TOKYO: FTX Japan, part of collapsed cryptocurrency group FTX, is expected to be sold off in a bankruptcy process spanning the globe.
Parent company FTX Trading said on Saturday it was launching a strategic review of global assets following a Chapter 11 bankruptcy protection filing in the US.
FTX Japan is seen as a prize part of the group, given its solvent balance sheet, as are European unit FTX EU and some other subsidiaries.
FTX Japan has cash and deposits of ¥19.6 billion (US$140 million) and equity capital of about ¥10 billion, disclosures show. It holds crypto assets for more than 100,000 customers, but has more assets than liabilities.
The Japanese unit reportedly has been approached by at least one potential buyer through an investment bank.
FTX, brought down by a liquidity crisis this month, owes more than US$3 billion to its 50 largest creditors alone, new disclosures show. Total liabilities are estimated at more than US$10 billion.
FTX Trading and more than 100 affiliated companies filed for Chapter 11 protection this month, after a failed attempt to sell the crypto group to rival Binance.
John Ray III, the Enron liquidation veteran appointed to the lead the group through bankruptcy, said in filings he had never seen “such a complete failure of corporate controls and such a complete absence of trustworthy financial information.”
However, Ray said in a statement on Saturday that “based on our review over the past week, we are pleased to learn that many regulated or licensed subsidiaries of FTX, within and outside of the US, have solvent balance sheets, responsible management, and valuable franchises.”

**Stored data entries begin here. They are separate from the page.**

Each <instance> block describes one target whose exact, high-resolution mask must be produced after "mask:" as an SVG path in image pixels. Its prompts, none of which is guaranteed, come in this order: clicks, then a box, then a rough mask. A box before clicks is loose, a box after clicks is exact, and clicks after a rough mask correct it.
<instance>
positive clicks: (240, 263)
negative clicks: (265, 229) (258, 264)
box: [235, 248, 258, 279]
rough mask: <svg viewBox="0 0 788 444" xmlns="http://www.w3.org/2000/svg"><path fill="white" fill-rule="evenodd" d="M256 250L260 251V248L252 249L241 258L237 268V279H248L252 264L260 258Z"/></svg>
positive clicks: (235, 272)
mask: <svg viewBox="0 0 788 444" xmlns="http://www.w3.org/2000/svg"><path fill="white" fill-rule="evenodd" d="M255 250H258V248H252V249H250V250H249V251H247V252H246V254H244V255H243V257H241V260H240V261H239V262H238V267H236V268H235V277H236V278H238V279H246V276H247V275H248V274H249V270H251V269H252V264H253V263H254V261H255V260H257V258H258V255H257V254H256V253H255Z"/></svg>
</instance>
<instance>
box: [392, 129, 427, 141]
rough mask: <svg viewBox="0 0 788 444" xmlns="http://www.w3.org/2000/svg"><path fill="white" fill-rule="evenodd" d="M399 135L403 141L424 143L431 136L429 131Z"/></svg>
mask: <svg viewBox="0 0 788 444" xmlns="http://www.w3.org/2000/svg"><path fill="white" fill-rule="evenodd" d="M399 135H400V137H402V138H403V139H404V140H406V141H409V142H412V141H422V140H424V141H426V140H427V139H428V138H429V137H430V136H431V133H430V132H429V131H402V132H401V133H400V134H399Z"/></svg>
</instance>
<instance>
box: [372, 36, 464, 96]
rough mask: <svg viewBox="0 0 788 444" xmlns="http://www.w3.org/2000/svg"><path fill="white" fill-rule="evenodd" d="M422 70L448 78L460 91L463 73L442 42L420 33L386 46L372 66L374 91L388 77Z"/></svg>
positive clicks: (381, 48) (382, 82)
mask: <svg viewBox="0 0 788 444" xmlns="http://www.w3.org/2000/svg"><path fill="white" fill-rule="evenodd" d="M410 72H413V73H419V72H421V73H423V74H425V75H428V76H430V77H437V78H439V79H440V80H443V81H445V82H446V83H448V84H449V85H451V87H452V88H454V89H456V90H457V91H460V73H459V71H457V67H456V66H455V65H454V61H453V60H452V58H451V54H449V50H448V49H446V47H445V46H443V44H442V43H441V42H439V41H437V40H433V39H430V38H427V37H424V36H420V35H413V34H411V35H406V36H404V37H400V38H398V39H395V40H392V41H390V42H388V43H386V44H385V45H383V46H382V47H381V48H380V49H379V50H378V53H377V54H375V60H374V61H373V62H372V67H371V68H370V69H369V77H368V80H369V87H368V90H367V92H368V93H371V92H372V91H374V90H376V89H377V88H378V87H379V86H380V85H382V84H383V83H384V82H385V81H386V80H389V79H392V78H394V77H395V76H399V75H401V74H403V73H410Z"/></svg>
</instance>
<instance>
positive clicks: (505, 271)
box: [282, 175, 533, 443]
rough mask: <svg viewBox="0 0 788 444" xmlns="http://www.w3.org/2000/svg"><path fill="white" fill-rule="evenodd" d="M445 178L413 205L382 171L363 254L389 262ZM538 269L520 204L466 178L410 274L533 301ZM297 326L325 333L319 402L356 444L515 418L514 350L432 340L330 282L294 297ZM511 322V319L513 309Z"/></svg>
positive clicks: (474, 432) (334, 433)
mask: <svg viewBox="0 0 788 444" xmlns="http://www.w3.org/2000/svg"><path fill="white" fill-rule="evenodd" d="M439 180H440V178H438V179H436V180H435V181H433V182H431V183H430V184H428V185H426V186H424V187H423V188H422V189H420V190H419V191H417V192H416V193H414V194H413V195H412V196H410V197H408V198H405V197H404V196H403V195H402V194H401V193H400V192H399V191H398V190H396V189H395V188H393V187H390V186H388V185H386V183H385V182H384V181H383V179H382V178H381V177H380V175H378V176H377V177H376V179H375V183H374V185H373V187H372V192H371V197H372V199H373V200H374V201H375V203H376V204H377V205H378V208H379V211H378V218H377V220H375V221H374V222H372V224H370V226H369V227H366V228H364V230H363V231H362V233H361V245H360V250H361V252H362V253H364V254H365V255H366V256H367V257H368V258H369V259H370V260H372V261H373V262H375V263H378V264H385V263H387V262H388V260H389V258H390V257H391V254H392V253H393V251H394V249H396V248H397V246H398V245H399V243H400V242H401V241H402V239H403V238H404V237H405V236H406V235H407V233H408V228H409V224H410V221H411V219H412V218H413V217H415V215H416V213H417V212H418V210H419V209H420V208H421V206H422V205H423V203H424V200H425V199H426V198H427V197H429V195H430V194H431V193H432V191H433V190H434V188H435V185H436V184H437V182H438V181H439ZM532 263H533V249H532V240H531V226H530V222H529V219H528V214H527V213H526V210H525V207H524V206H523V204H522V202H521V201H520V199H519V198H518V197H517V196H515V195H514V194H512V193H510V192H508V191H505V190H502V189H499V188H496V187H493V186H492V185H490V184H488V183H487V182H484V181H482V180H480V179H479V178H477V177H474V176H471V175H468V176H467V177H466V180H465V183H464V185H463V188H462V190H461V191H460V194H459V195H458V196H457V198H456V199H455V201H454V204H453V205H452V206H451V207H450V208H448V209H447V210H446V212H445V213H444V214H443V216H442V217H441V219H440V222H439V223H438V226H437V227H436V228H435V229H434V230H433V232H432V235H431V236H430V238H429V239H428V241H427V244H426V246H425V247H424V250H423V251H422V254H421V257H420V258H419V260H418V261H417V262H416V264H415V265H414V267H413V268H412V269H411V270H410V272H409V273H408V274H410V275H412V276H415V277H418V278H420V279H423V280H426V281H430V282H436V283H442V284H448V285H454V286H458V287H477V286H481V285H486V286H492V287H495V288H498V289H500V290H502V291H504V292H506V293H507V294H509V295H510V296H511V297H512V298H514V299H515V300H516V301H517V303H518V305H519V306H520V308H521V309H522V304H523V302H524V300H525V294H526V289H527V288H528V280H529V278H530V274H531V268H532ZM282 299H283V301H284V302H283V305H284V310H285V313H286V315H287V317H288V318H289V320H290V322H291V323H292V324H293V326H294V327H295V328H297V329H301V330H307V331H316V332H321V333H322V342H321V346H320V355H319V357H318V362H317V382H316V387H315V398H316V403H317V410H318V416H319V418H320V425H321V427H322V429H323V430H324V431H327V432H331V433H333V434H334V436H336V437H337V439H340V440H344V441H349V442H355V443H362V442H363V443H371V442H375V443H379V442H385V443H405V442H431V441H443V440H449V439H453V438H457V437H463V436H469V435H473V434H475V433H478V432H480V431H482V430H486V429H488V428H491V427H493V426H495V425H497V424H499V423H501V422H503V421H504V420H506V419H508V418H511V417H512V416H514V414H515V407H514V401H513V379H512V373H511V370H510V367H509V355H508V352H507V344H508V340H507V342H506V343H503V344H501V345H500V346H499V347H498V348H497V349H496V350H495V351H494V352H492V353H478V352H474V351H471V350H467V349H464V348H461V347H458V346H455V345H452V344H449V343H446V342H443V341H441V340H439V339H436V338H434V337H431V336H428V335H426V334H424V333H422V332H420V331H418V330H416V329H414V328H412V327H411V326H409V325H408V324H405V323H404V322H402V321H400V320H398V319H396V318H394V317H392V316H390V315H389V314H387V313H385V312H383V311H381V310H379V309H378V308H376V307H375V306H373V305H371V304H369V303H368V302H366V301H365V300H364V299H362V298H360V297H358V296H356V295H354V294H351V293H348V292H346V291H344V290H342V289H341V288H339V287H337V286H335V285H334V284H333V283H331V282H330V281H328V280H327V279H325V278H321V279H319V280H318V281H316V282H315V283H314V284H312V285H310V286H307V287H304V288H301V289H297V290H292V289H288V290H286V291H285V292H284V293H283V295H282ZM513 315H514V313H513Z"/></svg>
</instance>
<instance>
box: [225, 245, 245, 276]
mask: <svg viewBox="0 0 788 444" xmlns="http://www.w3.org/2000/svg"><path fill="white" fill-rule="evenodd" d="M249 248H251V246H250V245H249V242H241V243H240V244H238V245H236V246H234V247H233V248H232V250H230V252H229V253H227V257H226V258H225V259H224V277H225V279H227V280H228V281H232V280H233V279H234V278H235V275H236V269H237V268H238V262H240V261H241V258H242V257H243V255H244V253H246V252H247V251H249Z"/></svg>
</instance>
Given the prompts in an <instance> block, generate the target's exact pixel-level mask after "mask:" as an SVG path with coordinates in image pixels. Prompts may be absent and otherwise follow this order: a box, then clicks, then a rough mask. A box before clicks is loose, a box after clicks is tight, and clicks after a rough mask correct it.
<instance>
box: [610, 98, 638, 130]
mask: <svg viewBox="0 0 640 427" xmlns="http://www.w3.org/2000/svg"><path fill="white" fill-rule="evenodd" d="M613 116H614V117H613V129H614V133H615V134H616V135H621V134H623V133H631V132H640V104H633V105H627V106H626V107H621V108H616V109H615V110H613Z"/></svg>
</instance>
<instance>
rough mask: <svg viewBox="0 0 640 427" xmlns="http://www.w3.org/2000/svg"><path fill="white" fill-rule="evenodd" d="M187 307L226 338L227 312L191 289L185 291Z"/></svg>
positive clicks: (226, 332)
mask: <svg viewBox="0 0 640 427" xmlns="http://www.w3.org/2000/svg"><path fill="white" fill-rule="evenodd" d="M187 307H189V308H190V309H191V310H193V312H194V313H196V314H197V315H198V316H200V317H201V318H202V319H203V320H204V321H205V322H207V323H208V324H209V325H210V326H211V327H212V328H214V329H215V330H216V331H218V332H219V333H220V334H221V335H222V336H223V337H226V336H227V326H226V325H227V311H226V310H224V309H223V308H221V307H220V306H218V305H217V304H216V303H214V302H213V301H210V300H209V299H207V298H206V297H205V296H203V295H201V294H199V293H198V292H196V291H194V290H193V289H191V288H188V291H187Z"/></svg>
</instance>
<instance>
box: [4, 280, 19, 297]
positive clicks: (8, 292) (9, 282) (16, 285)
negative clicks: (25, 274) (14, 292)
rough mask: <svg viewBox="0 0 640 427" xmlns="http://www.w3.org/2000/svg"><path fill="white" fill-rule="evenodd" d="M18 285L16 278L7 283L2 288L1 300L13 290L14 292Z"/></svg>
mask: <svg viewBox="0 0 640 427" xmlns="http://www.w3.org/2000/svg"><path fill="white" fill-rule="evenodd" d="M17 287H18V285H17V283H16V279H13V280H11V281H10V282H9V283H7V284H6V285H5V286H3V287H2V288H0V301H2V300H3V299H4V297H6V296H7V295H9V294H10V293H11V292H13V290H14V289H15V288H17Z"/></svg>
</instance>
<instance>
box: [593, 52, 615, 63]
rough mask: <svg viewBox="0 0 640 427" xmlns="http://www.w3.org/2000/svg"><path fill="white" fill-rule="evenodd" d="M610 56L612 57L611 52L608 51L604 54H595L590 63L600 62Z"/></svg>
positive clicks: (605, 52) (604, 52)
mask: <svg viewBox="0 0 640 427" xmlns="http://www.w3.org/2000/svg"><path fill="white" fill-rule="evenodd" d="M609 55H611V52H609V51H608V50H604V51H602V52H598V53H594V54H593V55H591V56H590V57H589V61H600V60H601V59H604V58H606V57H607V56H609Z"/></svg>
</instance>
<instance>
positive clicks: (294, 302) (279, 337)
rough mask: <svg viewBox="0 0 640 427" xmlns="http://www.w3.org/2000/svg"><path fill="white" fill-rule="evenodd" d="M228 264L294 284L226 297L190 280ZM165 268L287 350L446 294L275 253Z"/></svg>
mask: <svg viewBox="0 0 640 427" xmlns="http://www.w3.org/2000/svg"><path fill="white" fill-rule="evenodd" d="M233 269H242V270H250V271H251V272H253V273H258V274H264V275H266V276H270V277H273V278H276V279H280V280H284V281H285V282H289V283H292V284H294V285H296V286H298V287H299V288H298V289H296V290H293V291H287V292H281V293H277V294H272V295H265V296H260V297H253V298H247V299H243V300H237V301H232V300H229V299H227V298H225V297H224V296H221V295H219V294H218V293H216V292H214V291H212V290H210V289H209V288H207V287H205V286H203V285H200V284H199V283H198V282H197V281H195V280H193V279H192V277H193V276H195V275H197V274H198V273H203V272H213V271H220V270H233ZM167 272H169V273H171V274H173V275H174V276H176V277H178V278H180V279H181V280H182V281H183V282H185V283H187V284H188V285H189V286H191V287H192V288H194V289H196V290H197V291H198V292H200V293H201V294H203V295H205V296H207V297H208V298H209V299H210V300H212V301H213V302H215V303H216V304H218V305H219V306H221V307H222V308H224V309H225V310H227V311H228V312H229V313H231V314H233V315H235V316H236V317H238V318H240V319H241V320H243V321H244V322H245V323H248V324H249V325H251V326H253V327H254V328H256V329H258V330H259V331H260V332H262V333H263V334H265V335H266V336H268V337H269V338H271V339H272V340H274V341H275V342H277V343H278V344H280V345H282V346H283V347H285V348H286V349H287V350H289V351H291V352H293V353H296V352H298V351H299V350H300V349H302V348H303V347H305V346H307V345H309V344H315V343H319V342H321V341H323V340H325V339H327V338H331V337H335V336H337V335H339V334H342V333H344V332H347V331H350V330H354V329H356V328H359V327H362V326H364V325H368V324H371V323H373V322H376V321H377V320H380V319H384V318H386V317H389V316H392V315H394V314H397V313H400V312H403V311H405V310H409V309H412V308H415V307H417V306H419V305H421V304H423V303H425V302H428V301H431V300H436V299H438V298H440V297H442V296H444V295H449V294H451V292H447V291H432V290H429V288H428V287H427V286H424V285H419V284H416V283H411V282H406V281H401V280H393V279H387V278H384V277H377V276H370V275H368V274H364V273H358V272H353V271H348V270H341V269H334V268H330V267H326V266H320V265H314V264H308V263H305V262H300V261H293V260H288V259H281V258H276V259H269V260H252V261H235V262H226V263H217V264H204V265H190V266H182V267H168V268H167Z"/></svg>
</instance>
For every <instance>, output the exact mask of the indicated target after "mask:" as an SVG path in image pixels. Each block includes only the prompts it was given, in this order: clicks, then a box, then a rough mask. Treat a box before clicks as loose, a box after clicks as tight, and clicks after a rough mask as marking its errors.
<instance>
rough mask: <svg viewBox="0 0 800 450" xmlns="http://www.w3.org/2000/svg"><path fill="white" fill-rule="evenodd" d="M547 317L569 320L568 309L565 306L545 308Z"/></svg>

When FTX’s impending collapse became clear on the night of Nov 10, Japan’s Financial Services Agency issued a protective order for assets held in the country.
Any unauthorised move on Japanese assets to repay creditors would violate the FSA order.
The order allows FTX Japan to be acquired by a creditworthy buyer able to protect its assets.
“An acquisition for the entire Japanese business would be close to an ideal solution,” said a senior FSA official who requested anonymity.
Proceeds from a sale of FTX Japan could be applied toward creditors’ claims.
This approach could keep the Japan unit separate from the FTX group’s global liabilities so that Japanese clients take a smaller financial hit than if their investments were pooled with other FTX assets.
“If there is a global scramble for assets, the wealth of assets in Japan will be targeted,” another FSA official said. “A sale would be a positive development, depending on the terms of the deal.”
Ray said in a statement Saturday that the group would “explore sales, recapitalisations, or other strategic transactions” of FTX Japan and other subsidiaries in the coming weeks.
The group has engaged Perella Weinberg Partners as lead investment bank in the strategic review.